October 28, 2016 By Bob Kalka 2 min read

This is the third and final installment in a series covering cybersecurity for the CIO. Be sure to read Part 1 and Part 2 for the first five questions every CIO should ask the organization’s security leader.

Ultimately, cybersecurity must ensure that there are proper and effective controls in place to protect an organization’s sensitive business assets, especially the data that differentiates and sustains the business. Over the past two decades, however, the industry has been influenced by both a mistaken belief and an unfortunate reality.

The Final Question for the Cybersecurity Leader

The mistaken belief is that there is some kind of magic bullet to wipe out the constant barrage of threats against these assets. With today’s advanced persistent threats (APTs) providing a level of sophistication that can easily dance around individual cybersecurity capabilities, leaders now realize that only an equally sophisticated and integrated approach that spans multiple risk management controls can succeed.

The unfortunately reality is that to properly protect the organization’s assets, the cybersecurity leader needs to know where all those assets are. Alarmingly, many organizations don’t even know where their sensitive business data is, particularly the copies stored in unstructured form on local devices and machines.

6. What Risk Management Controls Are We Actively Addressing to Specifically Protect Sensitive Business Data?

Chief information officers (CIOs) and cybersecurity leaders commonly use 10 risk management technology controls to protect sensitive business data.

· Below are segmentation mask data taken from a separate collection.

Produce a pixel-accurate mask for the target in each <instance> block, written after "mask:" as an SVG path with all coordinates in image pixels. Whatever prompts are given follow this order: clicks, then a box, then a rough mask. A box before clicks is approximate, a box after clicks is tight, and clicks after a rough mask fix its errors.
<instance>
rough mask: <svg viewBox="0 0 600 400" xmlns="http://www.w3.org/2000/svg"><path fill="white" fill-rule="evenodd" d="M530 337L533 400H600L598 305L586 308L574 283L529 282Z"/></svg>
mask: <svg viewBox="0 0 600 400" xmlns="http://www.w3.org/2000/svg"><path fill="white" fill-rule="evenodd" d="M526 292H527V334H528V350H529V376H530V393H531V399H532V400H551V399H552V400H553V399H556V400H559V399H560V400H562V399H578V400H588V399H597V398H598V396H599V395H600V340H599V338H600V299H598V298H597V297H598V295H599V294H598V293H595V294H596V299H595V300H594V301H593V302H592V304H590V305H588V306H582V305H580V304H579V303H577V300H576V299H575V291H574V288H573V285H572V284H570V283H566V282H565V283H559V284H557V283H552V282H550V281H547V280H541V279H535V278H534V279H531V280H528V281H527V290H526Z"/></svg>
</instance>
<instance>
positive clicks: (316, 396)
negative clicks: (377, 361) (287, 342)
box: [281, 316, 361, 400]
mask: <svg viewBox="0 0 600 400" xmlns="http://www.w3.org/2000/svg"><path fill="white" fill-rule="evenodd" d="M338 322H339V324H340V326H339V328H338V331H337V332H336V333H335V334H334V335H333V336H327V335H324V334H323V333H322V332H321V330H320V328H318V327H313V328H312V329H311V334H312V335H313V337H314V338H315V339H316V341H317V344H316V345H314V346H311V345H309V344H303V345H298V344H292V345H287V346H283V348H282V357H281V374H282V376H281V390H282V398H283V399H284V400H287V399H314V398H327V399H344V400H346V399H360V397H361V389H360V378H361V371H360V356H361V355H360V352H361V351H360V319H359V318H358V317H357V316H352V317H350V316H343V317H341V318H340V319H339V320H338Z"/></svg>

These fall under four categories: data security, application security, identity and access management, and fraud prevention.

Data Security:

  1. Encryption to protect the data itself;
  2. Discovery and classification to identify and sort narrow sets of sensitive business information and monitor movement and access, both structured and unstructured;
  3. Data and file activity monitoring (DFAM) to protect and monitor access to the identified sensitive data; and
  4. Data loss prevention (DLP) to monitor and restrict the movement of sensitive data.

Application Security:

  1. Static source code analysis to ensure that the applications being written are not susceptible to known cybersecurity attacks; and
  2. Dynamic application analysis to ensure that compiled applications ready to be deployed, whether off the shelf or written internally, cannot be compromised by known vulnerabilities.

Identity and Access Management

  1. Identity governance to confirm that only the right people can access the sensitive assets being monitored;
  2. Access management to ensure that only the right people are actually accessing the sensitive assets being monitored; and
  3. Insider threat monitoring to confirm that privileged users are not compromising sensitive assets.

Fraud Prevention

  1. Mobile fraud prevention to identify any fraudulent transactions through mobile applications.

Putting It All Together

The best practice here is to identify the most sensitive business data based on the prioritized business risks, then leverage the 10 risk management controls noted above to discover, classify and protect that data. The CIO and cybersecurity leader must collaborate to ensure that this information is properly protected across their IT investments.

Cybersecurity is an incredibly important and complex imperative for the modern connected business. CIOs must be actively involved in addressing the most crucial yet underserved cybersecurity issues for the organization to meet its risk management and overall business objectives.